Toprak bütünlüğü ilkesi

KDSDÖY, Suriye'deki tüm tarafları ‘ulusal sorumluluklarını yerine getirmeye, nefret ve şiddet söylemlerini terk etmeye ve ülkeyi yıkıcı iç çatışmalara sürüklemeye yönelik tüm girişimlere karşı çıkmaya’ çağırdı.

Suriye topraklarının birliğinin tartışılmaz bir ilke olduğunu ve demokratik özyönetim vizyonunun ve ulusal değişim projesinde bizimle birlikte olan tüm siyasi güçlerin sabit bir temeli olduğunu vurgulayan KDSDÖY, bu konuda aşırıya kaçmanın, siyasi çözüm fırsatlarını baltalamak isteyenlere yarar sağlayacağı uyarısında bulundu.

KDSDÖY, Suriye hükümeti ile ABD ve Fransa hükümetlerinin temsilcilerinin de katıldığı son toplantıların, ‘Suriye devriminin başlangıcından beri hep istediğimiz ciddi bir Suriye-Suriye diyalogu sürecini başlatmak için çok önemli bir adım’ olduğunu belirtti.

"Nefret ve ihanet"

KDSDÖY Dış İlişkiler Departmanı Eş Başkanı İlham Ahmed dün yaptığı açıklamada, resmi makamlardan yapılan bazı açıklamalarda ‘nefret ve ihanet’ söylemlerinin arttığını belirterek endişesini dile getirdi.

Kürt yetkili, sosyal medya platformu X üzerinden yaptığı açıklamada, “Diyaloğu zayıflatmayan, güçlendiren yapıcı bir rol oynamasını umuyoruz.
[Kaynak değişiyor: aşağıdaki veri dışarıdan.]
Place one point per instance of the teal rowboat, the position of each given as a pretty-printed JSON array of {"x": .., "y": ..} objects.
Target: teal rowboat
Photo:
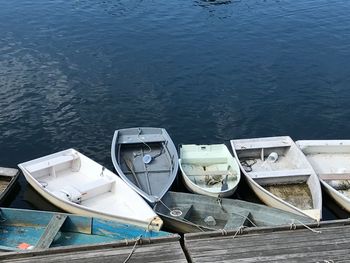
[{"x": 27, "y": 229}]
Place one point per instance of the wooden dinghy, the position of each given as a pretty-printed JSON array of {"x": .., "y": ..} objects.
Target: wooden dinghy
[
  {"x": 146, "y": 159},
  {"x": 8, "y": 178},
  {"x": 209, "y": 169},
  {"x": 331, "y": 162},
  {"x": 27, "y": 229},
  {"x": 279, "y": 174},
  {"x": 186, "y": 213},
  {"x": 79, "y": 185}
]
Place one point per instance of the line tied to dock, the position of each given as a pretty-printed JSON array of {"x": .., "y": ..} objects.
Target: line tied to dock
[
  {"x": 133, "y": 249},
  {"x": 293, "y": 226},
  {"x": 239, "y": 231}
]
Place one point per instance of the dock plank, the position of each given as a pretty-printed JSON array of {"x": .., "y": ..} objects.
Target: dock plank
[
  {"x": 300, "y": 245},
  {"x": 166, "y": 250}
]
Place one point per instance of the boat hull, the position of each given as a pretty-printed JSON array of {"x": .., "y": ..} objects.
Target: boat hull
[
  {"x": 186, "y": 213},
  {"x": 146, "y": 159},
  {"x": 103, "y": 205},
  {"x": 27, "y": 229},
  {"x": 200, "y": 164},
  {"x": 329, "y": 157},
  {"x": 293, "y": 166}
]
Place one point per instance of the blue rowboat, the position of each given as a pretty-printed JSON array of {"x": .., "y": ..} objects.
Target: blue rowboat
[{"x": 28, "y": 229}]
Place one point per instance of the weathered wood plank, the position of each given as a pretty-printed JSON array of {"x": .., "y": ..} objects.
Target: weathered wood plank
[
  {"x": 334, "y": 176},
  {"x": 169, "y": 251},
  {"x": 301, "y": 245},
  {"x": 51, "y": 231},
  {"x": 332, "y": 232},
  {"x": 259, "y": 230}
]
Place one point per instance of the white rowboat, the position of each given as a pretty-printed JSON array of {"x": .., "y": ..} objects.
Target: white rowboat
[
  {"x": 79, "y": 185},
  {"x": 209, "y": 169},
  {"x": 280, "y": 175},
  {"x": 331, "y": 162}
]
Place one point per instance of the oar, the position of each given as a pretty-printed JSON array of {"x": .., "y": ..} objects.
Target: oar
[
  {"x": 224, "y": 186},
  {"x": 131, "y": 168}
]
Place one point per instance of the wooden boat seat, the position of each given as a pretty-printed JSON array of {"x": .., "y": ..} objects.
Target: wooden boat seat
[
  {"x": 334, "y": 176},
  {"x": 236, "y": 221},
  {"x": 79, "y": 193},
  {"x": 185, "y": 209},
  {"x": 198, "y": 159},
  {"x": 122, "y": 139},
  {"x": 244, "y": 145},
  {"x": 280, "y": 173},
  {"x": 52, "y": 163}
]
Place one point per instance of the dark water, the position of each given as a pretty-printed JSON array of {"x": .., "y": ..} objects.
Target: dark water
[{"x": 71, "y": 72}]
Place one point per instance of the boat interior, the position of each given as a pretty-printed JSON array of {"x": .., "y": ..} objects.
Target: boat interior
[
  {"x": 209, "y": 166},
  {"x": 75, "y": 178},
  {"x": 207, "y": 216},
  {"x": 331, "y": 162},
  {"x": 278, "y": 166},
  {"x": 148, "y": 165}
]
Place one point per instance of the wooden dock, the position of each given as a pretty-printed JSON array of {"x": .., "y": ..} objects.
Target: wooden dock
[
  {"x": 164, "y": 249},
  {"x": 327, "y": 242}
]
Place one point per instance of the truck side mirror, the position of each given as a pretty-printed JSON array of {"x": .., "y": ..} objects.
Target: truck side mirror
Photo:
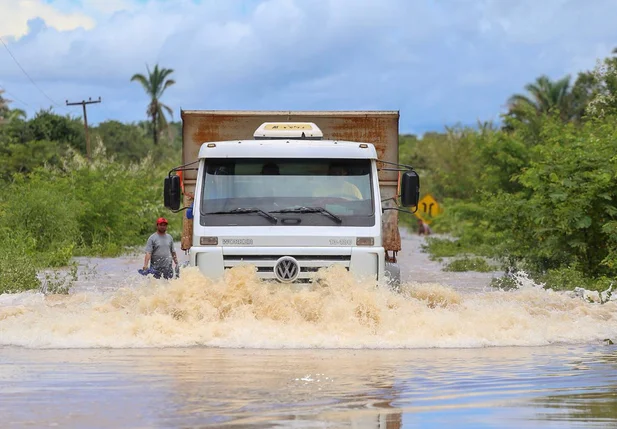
[
  {"x": 410, "y": 189},
  {"x": 171, "y": 192}
]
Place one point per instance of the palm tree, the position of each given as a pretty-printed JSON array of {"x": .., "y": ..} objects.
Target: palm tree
[
  {"x": 155, "y": 84},
  {"x": 544, "y": 96},
  {"x": 4, "y": 103}
]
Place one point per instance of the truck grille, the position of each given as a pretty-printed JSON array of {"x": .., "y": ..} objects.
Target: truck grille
[{"x": 267, "y": 267}]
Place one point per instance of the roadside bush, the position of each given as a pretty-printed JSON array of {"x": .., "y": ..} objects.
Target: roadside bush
[{"x": 469, "y": 264}]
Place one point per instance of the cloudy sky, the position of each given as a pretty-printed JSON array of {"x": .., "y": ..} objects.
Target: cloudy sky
[{"x": 440, "y": 62}]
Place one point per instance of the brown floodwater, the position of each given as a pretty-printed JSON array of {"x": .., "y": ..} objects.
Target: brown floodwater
[{"x": 447, "y": 350}]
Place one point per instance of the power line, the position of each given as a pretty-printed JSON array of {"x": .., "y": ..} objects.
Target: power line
[
  {"x": 14, "y": 98},
  {"x": 26, "y": 73}
]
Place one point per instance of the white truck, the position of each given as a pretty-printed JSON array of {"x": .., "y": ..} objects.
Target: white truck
[{"x": 290, "y": 192}]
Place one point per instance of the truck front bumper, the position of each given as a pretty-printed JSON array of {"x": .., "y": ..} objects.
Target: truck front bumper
[{"x": 274, "y": 263}]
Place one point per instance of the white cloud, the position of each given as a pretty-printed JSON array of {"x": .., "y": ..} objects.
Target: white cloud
[
  {"x": 447, "y": 61},
  {"x": 15, "y": 14}
]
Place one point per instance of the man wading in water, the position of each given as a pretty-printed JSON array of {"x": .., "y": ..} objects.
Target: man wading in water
[{"x": 160, "y": 252}]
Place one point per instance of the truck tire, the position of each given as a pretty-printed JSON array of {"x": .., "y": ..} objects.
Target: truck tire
[{"x": 393, "y": 275}]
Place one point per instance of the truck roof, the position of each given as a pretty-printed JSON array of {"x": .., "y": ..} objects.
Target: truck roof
[{"x": 283, "y": 148}]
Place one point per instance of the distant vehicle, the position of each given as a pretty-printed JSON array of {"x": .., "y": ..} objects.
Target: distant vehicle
[{"x": 292, "y": 192}]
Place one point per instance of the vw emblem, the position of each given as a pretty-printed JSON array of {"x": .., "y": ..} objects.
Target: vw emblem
[{"x": 286, "y": 269}]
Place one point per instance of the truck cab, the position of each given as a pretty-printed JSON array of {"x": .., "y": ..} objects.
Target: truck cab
[{"x": 289, "y": 202}]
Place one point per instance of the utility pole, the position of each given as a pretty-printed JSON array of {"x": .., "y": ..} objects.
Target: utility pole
[{"x": 83, "y": 105}]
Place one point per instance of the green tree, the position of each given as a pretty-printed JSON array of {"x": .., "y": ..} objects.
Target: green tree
[
  {"x": 126, "y": 141},
  {"x": 544, "y": 96},
  {"x": 155, "y": 85}
]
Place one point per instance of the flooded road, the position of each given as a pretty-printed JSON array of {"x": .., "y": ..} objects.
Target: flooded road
[{"x": 123, "y": 351}]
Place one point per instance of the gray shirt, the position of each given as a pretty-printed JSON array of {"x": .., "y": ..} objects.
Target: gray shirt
[{"x": 161, "y": 248}]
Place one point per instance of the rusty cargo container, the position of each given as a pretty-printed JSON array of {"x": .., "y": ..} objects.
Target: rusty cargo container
[{"x": 379, "y": 128}]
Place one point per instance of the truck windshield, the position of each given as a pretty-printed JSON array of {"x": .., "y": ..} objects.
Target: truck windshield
[{"x": 343, "y": 188}]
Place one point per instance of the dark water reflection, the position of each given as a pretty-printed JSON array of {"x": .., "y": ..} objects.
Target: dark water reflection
[{"x": 560, "y": 386}]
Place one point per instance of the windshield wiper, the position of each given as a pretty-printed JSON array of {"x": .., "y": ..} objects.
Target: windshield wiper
[
  {"x": 310, "y": 210},
  {"x": 241, "y": 210}
]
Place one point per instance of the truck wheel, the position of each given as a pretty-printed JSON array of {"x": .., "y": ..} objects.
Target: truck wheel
[{"x": 393, "y": 275}]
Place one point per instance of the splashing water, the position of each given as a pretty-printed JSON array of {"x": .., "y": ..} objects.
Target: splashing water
[{"x": 240, "y": 311}]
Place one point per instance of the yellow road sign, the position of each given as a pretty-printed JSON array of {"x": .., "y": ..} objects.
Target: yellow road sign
[{"x": 428, "y": 208}]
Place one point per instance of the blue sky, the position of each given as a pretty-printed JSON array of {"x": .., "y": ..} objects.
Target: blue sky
[{"x": 440, "y": 62}]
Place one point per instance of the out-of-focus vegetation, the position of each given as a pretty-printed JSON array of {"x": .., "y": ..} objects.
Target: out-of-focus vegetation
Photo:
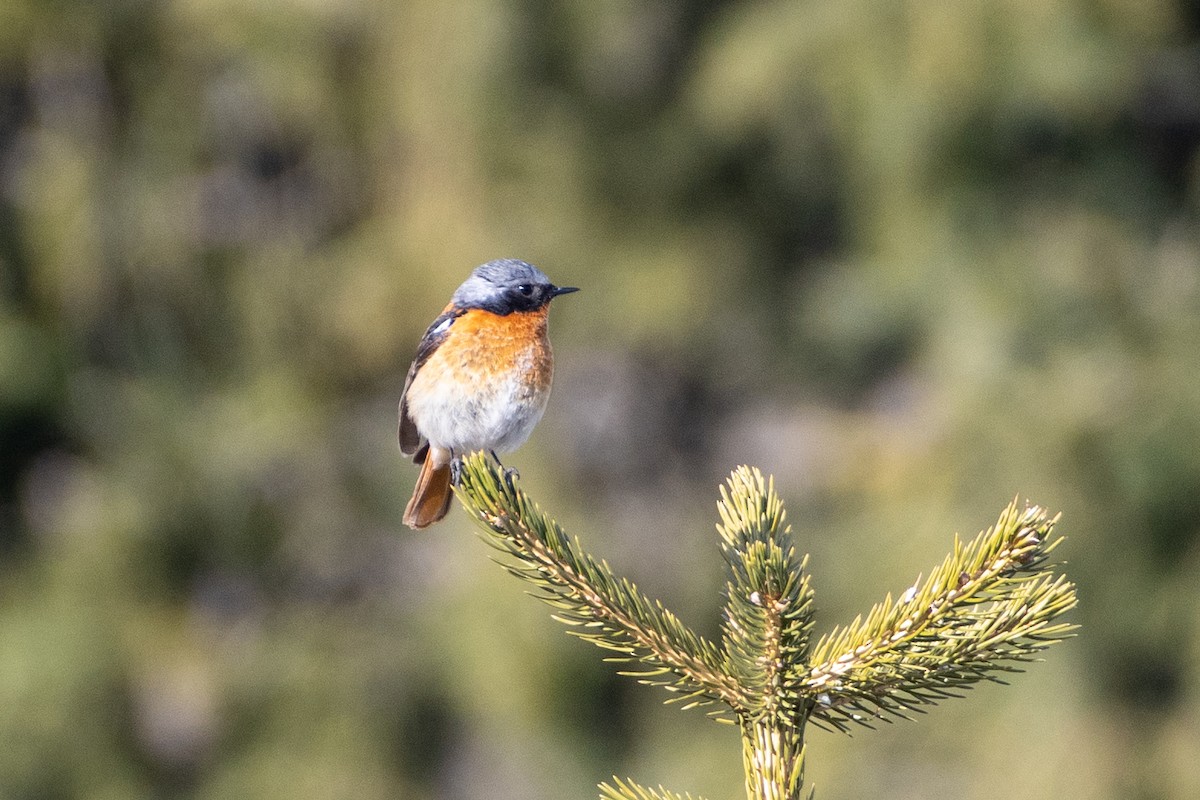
[{"x": 912, "y": 258}]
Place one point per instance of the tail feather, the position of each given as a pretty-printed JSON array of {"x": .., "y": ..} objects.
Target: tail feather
[{"x": 431, "y": 498}]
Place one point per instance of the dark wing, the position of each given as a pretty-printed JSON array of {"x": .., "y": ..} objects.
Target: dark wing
[{"x": 412, "y": 443}]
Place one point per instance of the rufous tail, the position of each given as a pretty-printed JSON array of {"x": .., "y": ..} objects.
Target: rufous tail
[{"x": 431, "y": 498}]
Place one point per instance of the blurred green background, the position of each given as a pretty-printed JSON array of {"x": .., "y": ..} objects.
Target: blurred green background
[{"x": 912, "y": 258}]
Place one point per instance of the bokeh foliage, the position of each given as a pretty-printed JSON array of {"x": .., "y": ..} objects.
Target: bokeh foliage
[{"x": 910, "y": 258}]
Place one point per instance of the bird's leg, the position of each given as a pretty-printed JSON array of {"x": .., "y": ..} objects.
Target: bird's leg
[{"x": 510, "y": 473}]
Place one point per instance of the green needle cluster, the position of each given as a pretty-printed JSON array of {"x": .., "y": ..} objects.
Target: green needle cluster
[{"x": 990, "y": 607}]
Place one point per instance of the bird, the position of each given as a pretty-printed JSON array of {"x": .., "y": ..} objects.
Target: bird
[{"x": 480, "y": 379}]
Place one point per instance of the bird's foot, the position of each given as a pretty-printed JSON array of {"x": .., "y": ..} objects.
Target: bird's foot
[{"x": 510, "y": 473}]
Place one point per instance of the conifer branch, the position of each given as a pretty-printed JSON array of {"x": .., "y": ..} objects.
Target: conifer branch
[
  {"x": 607, "y": 611},
  {"x": 769, "y": 611},
  {"x": 627, "y": 789},
  {"x": 989, "y": 607}
]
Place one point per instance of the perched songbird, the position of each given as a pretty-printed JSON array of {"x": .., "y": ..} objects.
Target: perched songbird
[{"x": 480, "y": 379}]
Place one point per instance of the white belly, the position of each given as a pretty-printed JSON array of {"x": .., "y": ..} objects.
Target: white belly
[{"x": 496, "y": 415}]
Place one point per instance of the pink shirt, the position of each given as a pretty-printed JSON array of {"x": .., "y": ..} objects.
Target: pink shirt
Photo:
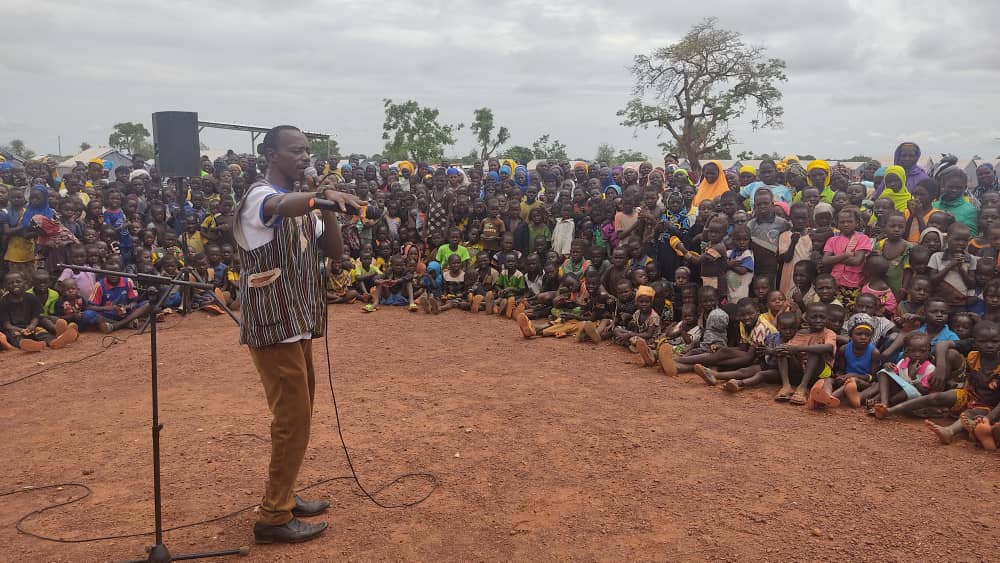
[{"x": 848, "y": 276}]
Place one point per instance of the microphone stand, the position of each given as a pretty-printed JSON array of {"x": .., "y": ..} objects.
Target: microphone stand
[{"x": 158, "y": 552}]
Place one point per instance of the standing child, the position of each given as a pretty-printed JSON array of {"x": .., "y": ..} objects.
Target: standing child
[
  {"x": 492, "y": 227},
  {"x": 814, "y": 347},
  {"x": 740, "y": 265},
  {"x": 979, "y": 397},
  {"x": 340, "y": 281},
  {"x": 20, "y": 315},
  {"x": 856, "y": 363},
  {"x": 953, "y": 268},
  {"x": 396, "y": 288},
  {"x": 875, "y": 270},
  {"x": 846, "y": 253},
  {"x": 910, "y": 377},
  {"x": 510, "y": 286}
]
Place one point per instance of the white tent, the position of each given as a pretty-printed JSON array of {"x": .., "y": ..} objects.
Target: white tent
[{"x": 103, "y": 153}]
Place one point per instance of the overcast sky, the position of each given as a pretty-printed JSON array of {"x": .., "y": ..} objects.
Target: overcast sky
[{"x": 862, "y": 75}]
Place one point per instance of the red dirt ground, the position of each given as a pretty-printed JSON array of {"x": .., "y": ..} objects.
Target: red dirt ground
[{"x": 544, "y": 449}]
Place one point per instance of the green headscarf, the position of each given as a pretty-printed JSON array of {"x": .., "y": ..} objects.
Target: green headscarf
[{"x": 899, "y": 198}]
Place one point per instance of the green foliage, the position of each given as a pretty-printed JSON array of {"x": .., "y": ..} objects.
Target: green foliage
[
  {"x": 130, "y": 138},
  {"x": 482, "y": 127},
  {"x": 413, "y": 132},
  {"x": 324, "y": 149},
  {"x": 17, "y": 147},
  {"x": 543, "y": 148},
  {"x": 625, "y": 155},
  {"x": 605, "y": 153},
  {"x": 520, "y": 155},
  {"x": 695, "y": 87}
]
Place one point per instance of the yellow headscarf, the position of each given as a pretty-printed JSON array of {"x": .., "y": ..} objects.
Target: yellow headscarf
[
  {"x": 899, "y": 198},
  {"x": 713, "y": 190},
  {"x": 826, "y": 194},
  {"x": 645, "y": 291}
]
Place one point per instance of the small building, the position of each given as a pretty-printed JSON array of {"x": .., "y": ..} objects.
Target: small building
[{"x": 103, "y": 153}]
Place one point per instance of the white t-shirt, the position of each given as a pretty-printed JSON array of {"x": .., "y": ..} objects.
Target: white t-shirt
[
  {"x": 258, "y": 232},
  {"x": 252, "y": 226}
]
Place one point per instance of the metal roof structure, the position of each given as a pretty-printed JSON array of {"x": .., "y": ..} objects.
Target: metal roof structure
[{"x": 253, "y": 130}]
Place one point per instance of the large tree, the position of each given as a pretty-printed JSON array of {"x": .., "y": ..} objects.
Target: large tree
[
  {"x": 482, "y": 127},
  {"x": 130, "y": 138},
  {"x": 324, "y": 148},
  {"x": 694, "y": 88},
  {"x": 605, "y": 153},
  {"x": 413, "y": 132},
  {"x": 544, "y": 148},
  {"x": 520, "y": 155}
]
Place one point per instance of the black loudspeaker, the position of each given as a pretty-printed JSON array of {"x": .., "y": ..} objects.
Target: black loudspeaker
[{"x": 175, "y": 142}]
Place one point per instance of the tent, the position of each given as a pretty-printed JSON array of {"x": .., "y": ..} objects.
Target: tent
[{"x": 103, "y": 153}]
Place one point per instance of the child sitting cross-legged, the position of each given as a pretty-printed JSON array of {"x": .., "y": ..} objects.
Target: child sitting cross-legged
[
  {"x": 979, "y": 398},
  {"x": 714, "y": 323},
  {"x": 856, "y": 362},
  {"x": 20, "y": 315},
  {"x": 565, "y": 318},
  {"x": 642, "y": 328}
]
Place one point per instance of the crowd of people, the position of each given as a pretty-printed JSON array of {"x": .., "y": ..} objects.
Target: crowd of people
[{"x": 873, "y": 288}]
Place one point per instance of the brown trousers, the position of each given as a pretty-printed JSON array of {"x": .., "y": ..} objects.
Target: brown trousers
[{"x": 286, "y": 371}]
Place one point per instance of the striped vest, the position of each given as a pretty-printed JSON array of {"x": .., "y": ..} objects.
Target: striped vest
[{"x": 280, "y": 282}]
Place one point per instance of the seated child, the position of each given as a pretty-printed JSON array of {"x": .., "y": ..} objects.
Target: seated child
[
  {"x": 115, "y": 302},
  {"x": 715, "y": 324},
  {"x": 978, "y": 398},
  {"x": 743, "y": 355},
  {"x": 564, "y": 319},
  {"x": 787, "y": 325},
  {"x": 875, "y": 270},
  {"x": 911, "y": 377},
  {"x": 396, "y": 288},
  {"x": 432, "y": 283},
  {"x": 71, "y": 305},
  {"x": 340, "y": 281},
  {"x": 20, "y": 315},
  {"x": 814, "y": 347},
  {"x": 510, "y": 286},
  {"x": 856, "y": 362},
  {"x": 642, "y": 328}
]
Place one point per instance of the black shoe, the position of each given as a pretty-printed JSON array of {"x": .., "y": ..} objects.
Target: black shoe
[
  {"x": 295, "y": 531},
  {"x": 306, "y": 508}
]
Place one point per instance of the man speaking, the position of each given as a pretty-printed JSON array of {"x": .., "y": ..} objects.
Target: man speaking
[{"x": 284, "y": 308}]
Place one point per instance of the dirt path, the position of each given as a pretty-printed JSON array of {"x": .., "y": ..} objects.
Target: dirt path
[{"x": 544, "y": 450}]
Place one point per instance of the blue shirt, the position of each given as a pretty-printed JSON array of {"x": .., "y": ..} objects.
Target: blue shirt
[
  {"x": 781, "y": 193},
  {"x": 945, "y": 334}
]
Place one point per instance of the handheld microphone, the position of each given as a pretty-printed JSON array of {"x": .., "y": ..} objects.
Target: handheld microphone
[{"x": 327, "y": 205}]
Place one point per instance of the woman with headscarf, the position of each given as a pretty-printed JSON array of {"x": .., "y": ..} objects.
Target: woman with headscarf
[
  {"x": 906, "y": 155},
  {"x": 986, "y": 181},
  {"x": 818, "y": 172},
  {"x": 522, "y": 178},
  {"x": 895, "y": 187},
  {"x": 713, "y": 183}
]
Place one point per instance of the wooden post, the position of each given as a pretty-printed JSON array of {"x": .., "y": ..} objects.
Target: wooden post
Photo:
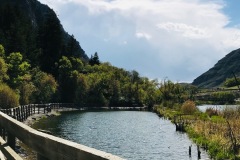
[
  {"x": 199, "y": 152},
  {"x": 190, "y": 151},
  {"x": 40, "y": 157},
  {"x": 11, "y": 141}
]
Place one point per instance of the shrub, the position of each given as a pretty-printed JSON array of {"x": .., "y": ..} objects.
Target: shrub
[
  {"x": 9, "y": 98},
  {"x": 188, "y": 107},
  {"x": 211, "y": 112}
]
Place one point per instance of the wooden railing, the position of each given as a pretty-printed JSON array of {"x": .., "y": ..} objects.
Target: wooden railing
[{"x": 48, "y": 147}]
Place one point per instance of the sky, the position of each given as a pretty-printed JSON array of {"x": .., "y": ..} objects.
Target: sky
[{"x": 161, "y": 39}]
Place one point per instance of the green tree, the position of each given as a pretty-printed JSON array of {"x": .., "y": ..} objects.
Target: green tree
[
  {"x": 17, "y": 68},
  {"x": 9, "y": 99},
  {"x": 45, "y": 86},
  {"x": 94, "y": 60},
  {"x": 3, "y": 65}
]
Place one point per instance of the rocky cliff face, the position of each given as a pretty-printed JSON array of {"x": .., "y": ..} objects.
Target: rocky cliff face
[
  {"x": 32, "y": 28},
  {"x": 223, "y": 69}
]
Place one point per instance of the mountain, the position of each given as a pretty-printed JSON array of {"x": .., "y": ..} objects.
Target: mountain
[
  {"x": 32, "y": 28},
  {"x": 223, "y": 69}
]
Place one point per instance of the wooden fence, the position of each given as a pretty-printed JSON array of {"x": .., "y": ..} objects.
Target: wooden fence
[{"x": 47, "y": 146}]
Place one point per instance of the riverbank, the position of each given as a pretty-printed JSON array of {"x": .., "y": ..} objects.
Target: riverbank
[
  {"x": 215, "y": 131},
  {"x": 25, "y": 152}
]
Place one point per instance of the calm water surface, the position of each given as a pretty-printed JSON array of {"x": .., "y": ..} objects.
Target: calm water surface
[{"x": 131, "y": 135}]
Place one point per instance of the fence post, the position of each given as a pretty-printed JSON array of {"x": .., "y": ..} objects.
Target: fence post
[
  {"x": 40, "y": 157},
  {"x": 11, "y": 140}
]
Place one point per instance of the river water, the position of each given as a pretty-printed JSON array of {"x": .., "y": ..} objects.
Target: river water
[{"x": 132, "y": 135}]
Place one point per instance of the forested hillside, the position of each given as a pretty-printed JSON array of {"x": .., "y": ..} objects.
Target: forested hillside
[
  {"x": 33, "y": 29},
  {"x": 225, "y": 68},
  {"x": 41, "y": 63}
]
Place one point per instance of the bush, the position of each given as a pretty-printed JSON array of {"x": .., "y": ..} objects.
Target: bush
[
  {"x": 211, "y": 112},
  {"x": 188, "y": 107},
  {"x": 9, "y": 98}
]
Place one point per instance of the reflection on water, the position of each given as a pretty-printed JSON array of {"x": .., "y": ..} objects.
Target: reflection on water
[
  {"x": 129, "y": 134},
  {"x": 217, "y": 107}
]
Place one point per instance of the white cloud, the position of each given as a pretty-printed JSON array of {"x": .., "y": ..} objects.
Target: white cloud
[
  {"x": 185, "y": 30},
  {"x": 143, "y": 35},
  {"x": 184, "y": 37}
]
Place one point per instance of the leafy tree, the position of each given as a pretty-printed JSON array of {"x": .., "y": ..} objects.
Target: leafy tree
[
  {"x": 50, "y": 42},
  {"x": 230, "y": 82},
  {"x": 94, "y": 60},
  {"x": 82, "y": 91},
  {"x": 17, "y": 68},
  {"x": 3, "y": 65},
  {"x": 2, "y": 51},
  {"x": 188, "y": 107},
  {"x": 26, "y": 89},
  {"x": 45, "y": 86},
  {"x": 9, "y": 98}
]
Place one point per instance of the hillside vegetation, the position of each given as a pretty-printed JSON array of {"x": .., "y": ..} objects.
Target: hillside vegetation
[{"x": 222, "y": 70}]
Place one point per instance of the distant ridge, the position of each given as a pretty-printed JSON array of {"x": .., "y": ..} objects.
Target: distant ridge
[{"x": 223, "y": 69}]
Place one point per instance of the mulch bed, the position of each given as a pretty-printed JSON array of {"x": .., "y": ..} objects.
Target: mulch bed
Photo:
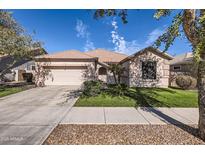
[{"x": 124, "y": 134}]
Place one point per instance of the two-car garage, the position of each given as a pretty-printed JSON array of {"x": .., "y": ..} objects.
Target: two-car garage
[{"x": 67, "y": 75}]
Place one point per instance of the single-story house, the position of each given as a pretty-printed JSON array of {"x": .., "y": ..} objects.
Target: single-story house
[{"x": 146, "y": 68}]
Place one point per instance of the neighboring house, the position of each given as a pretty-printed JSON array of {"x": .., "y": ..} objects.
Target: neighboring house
[
  {"x": 146, "y": 68},
  {"x": 18, "y": 67},
  {"x": 182, "y": 65}
]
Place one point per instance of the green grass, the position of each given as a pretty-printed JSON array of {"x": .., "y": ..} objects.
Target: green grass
[
  {"x": 4, "y": 91},
  {"x": 146, "y": 97}
]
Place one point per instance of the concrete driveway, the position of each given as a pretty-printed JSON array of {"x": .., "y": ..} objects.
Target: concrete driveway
[{"x": 28, "y": 117}]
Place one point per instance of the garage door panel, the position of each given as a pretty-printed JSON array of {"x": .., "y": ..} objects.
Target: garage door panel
[{"x": 65, "y": 77}]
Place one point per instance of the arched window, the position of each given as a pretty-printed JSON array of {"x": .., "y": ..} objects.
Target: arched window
[{"x": 102, "y": 71}]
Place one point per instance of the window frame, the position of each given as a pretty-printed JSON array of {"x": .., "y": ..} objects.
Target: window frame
[
  {"x": 32, "y": 67},
  {"x": 177, "y": 69},
  {"x": 104, "y": 73},
  {"x": 148, "y": 77}
]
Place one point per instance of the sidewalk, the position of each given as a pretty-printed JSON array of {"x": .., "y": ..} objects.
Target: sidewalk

Suriye'deki siyasi çözüme yönelik ABD ve Fransa'nın sürekli desteğini ve Suriyeliler arasındaki görüş ayrılıklarını gidermeye katkıda bulunmalarını takdirle karşılıyoruz” ifadelerini kullandı.

Suriye Cumhurbaşkanı Ahmed eş-Şara, geçtiğimiz günlerde SDG lideri Mazlum Abdi ve ABD’nin Suriye Özel Temsilcisi Thomas Barrack ile Şam'da üçlü görüşmelerde bulunarak, geçtiğimiz mart ayında Şara ve Abdi arasında imzalanan ve Suriye'nin kuzeyindeki ve doğusundaki sivil ve askeri kurumların yıl sonuna kadar yeni Suriye yönetimi bünyesine alınmasını öngören anlaşmanın uygulanmasının önündeki engelleri kaldırmaya çalıştı.

Şarku’l Avsat’ın edindiği bilgiye göre anlaşmanın şu ana kadar, Halep'teki tutuklu takası ve Kürtlerin çoğunlukta olduğu Şeyh Maksud ve Eşrefiye mahallelerinin hükümet ve Kürt güçlerinin ortak kontrolü altına alınması dışındaki çoğu maddesi uygulanmadı.